Karthik Nemmani (r) is surrounded by family and friends after he correctly spelled the word ‘koinonia’ to win the 91st Scripps National Spelling Bee at the Gaylord National Resort and Convention Center, May 31, in National Harbor, Maryland. Forty-one finalists were selected to participate in the final day after a record 516-spellers were officially invited, up from 291 in 2017. (Chip Somodevilla/Getty Images)
Karthik Nemmani, a 14-year-old Indian American boy, won the prestigious Scripps National Spelling Bee, June 1, taking home more than $42,000 in cash and prizes after correctly spelling “koinonia” to become the 14th champion from the community in 11 consecutive years.

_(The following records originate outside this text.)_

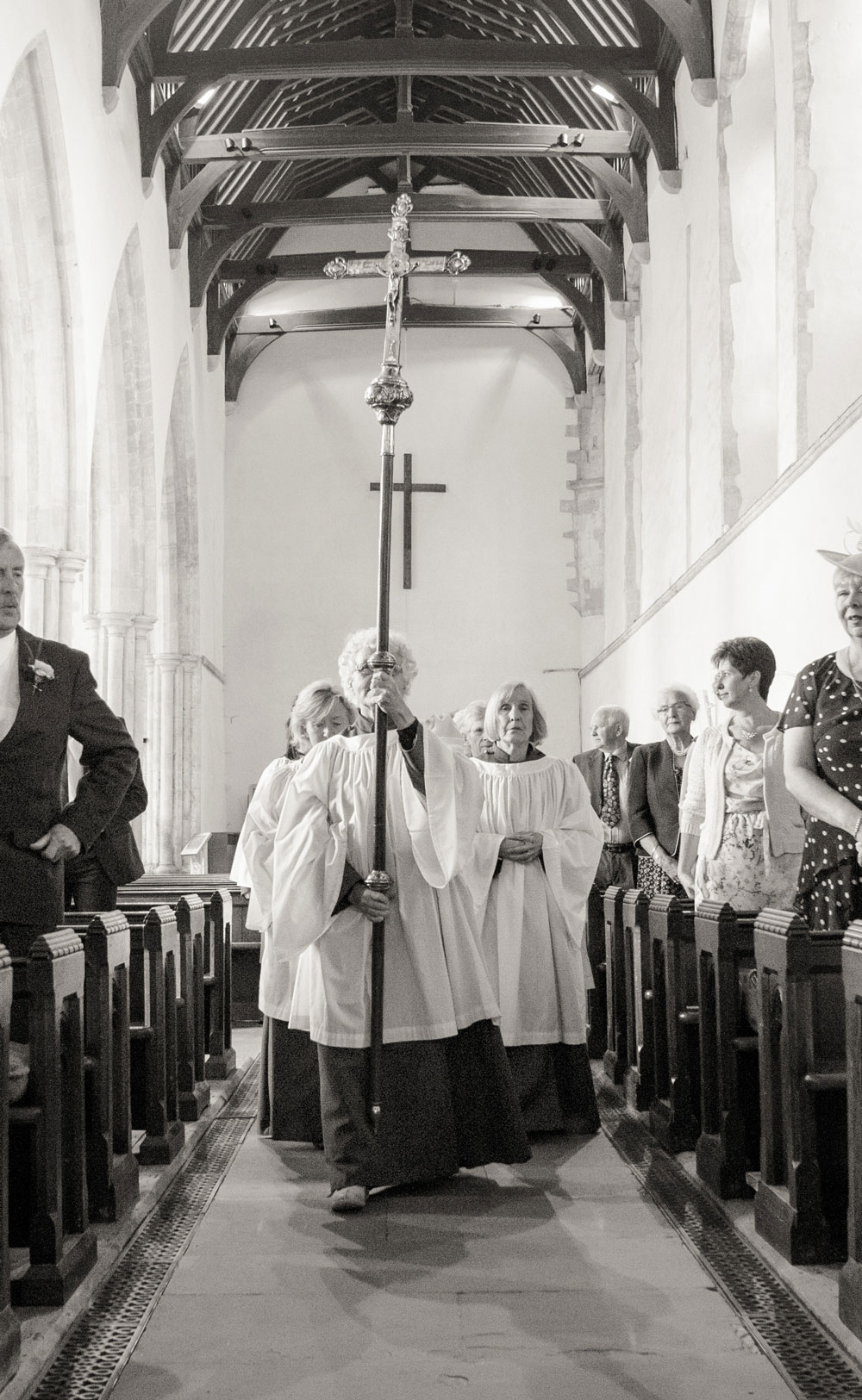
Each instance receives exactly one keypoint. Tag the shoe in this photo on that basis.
(348, 1198)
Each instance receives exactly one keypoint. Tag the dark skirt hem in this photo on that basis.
(446, 1104)
(555, 1088)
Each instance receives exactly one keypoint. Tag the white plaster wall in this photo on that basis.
(109, 202)
(768, 582)
(490, 594)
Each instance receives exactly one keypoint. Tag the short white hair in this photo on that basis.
(676, 689)
(472, 716)
(505, 692)
(613, 714)
(363, 644)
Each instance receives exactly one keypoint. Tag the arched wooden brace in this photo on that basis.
(241, 354)
(123, 24)
(219, 318)
(184, 201)
(590, 313)
(658, 121)
(569, 354)
(628, 197)
(690, 22)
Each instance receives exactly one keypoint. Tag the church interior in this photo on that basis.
(633, 331)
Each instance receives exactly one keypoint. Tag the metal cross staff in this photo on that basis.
(389, 395)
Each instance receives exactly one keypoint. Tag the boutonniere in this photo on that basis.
(41, 671)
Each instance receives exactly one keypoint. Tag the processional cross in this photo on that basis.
(389, 395)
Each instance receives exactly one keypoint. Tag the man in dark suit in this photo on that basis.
(47, 696)
(93, 877)
(606, 773)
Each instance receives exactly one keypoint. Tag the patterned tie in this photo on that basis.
(610, 793)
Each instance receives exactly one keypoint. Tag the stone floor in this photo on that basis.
(557, 1280)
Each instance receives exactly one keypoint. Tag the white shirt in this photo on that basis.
(534, 914)
(10, 694)
(434, 978)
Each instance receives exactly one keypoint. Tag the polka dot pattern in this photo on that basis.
(830, 880)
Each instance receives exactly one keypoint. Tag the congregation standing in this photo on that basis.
(495, 847)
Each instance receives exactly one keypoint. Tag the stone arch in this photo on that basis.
(122, 500)
(176, 676)
(747, 262)
(42, 496)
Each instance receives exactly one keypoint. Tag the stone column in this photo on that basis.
(40, 604)
(71, 569)
(167, 668)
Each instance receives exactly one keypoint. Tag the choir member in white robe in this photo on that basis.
(289, 1086)
(447, 1092)
(534, 862)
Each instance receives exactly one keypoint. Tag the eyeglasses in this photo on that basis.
(369, 671)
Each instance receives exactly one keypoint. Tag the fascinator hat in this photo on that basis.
(850, 563)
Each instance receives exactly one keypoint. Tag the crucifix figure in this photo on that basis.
(409, 488)
(389, 395)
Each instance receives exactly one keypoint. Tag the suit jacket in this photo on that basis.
(31, 768)
(116, 849)
(653, 806)
(591, 765)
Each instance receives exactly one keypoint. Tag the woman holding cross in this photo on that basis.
(447, 1095)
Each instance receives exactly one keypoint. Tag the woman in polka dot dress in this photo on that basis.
(823, 763)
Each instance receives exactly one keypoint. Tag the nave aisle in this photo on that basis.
(558, 1280)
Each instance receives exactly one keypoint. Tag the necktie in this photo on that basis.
(610, 793)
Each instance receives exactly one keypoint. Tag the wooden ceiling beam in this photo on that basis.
(484, 262)
(292, 143)
(255, 333)
(363, 208)
(398, 58)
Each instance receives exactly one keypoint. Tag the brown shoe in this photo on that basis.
(348, 1198)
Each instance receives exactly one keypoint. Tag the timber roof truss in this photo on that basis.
(272, 114)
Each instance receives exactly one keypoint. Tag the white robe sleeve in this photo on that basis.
(254, 846)
(442, 824)
(571, 851)
(309, 860)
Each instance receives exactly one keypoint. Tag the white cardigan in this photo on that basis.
(703, 800)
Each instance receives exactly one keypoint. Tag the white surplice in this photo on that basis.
(533, 934)
(253, 869)
(434, 978)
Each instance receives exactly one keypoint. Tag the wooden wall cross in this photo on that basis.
(409, 488)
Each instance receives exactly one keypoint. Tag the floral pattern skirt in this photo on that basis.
(745, 874)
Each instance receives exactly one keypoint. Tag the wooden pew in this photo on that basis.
(217, 900)
(615, 1055)
(10, 1328)
(191, 1007)
(674, 1112)
(154, 958)
(112, 1185)
(597, 996)
(850, 1281)
(801, 1203)
(47, 1129)
(640, 1039)
(729, 1142)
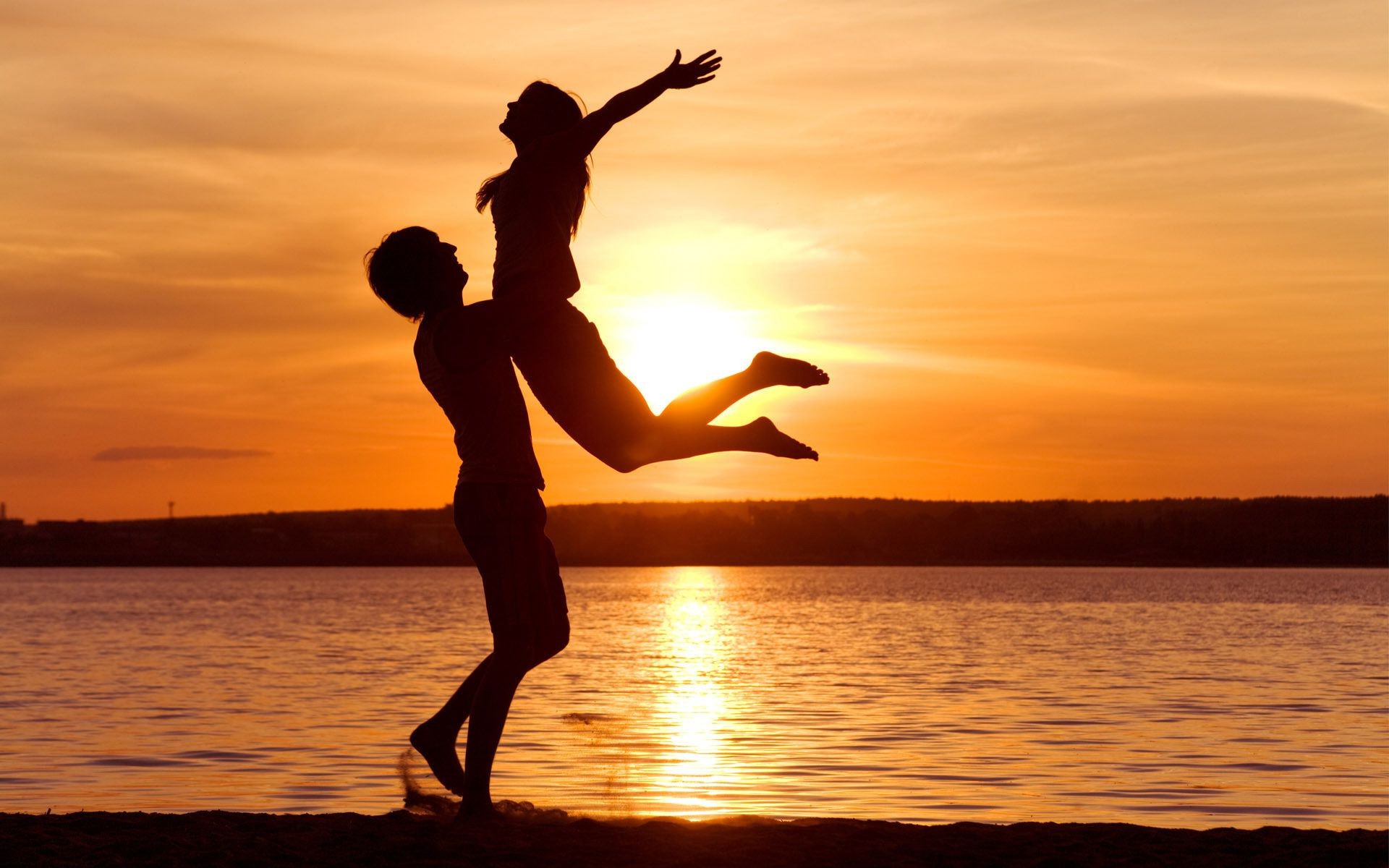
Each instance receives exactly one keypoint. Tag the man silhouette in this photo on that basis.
(463, 356)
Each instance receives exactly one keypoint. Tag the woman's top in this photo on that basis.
(532, 211)
(481, 398)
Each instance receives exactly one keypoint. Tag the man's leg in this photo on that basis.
(504, 531)
(436, 739)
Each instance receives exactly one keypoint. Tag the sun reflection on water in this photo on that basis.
(694, 646)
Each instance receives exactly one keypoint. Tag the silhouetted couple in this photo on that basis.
(464, 357)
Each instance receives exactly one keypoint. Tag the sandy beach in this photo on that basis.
(552, 838)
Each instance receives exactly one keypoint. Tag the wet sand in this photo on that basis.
(552, 838)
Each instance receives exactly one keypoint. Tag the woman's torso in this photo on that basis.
(532, 214)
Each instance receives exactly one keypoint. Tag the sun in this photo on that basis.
(668, 345)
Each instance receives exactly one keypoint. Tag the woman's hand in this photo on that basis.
(696, 72)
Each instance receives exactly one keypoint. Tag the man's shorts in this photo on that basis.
(504, 528)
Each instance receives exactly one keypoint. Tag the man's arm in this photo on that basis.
(585, 135)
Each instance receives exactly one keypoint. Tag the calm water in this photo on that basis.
(922, 694)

An eighth-grader from McKinney, Texas, Karthik Nemmani won the spelling competition after numerous rounds against Naysa Modi, another Indian-American student, underscoring the overwhelming dominance of Indian Americans in the competition.
Karthik and Naysa were the last two standing of the initial 516 spellers.
“I had confidence, but I didn’t think it would really happen,” he said, adding that he knew he would correctly spell the word meaning Christian fellowship or communion as soon as he heard it.
Karthik received $40,000 and a trophy from the Scripps Bee, a $2,500 cash prize (and a complete reference library) from Merriam-Webster, trips to New York and Hollywood as part of a media tour, and a pizza party for their school, the Washington Post reported.
Forty-one spellers advanced to the finals yesterday out of a field of 516 by far the largest in the 93-year history of the competition at the Gaylord National Resort & Convention Center in Maryland to battle it out for the title of champion.
The 16 finalists ranged in age from 11 to 14 and included nine girls and seven boys.
Karthik said he went 20 rounds toe-to-toe with Naysa in their local Bee, only to be invited to the National Spelling Bee through the RSVBee program where they would again square off on stage, the Spelling Bee said in a statement.
“It’s pretty cool to be on stage. It’s what I’ve been dreaming of for years now,” he was quoted as saying by the statement.
It’s a lot of work, Karthik said, but worthwhile.
“I had confidence,” he said. “I wouldn’t say I expected it. It was a dream come true.”
When not spelling, Karthik likes to play tennis and watch the Chicago Bulls and the Denver Broncos. He also likes robotics and is looking forward to getting some rest, it said.
Another Indian American, Atman Balakrishnan, the 12-year-old son of 1985 champion Balu Natarajan, did not advance to the finals.
Karthik also continued a longtime trend by becoming the 14th champion or co-champion of South Asian descent the bee has had in 11 consecutive years.
The National Bee is a high-profile, high-pressure endurance test as much as a nerd spelling contest and spellers spend months preparing for it.
The stress of competing against the dictionary was etched on many spellers’ faces as they took their turn at the microphone and in front of the television cameras.
The spellers come from all over the U.S., plus one from Canada. And several had appeared at the national bee in previous years.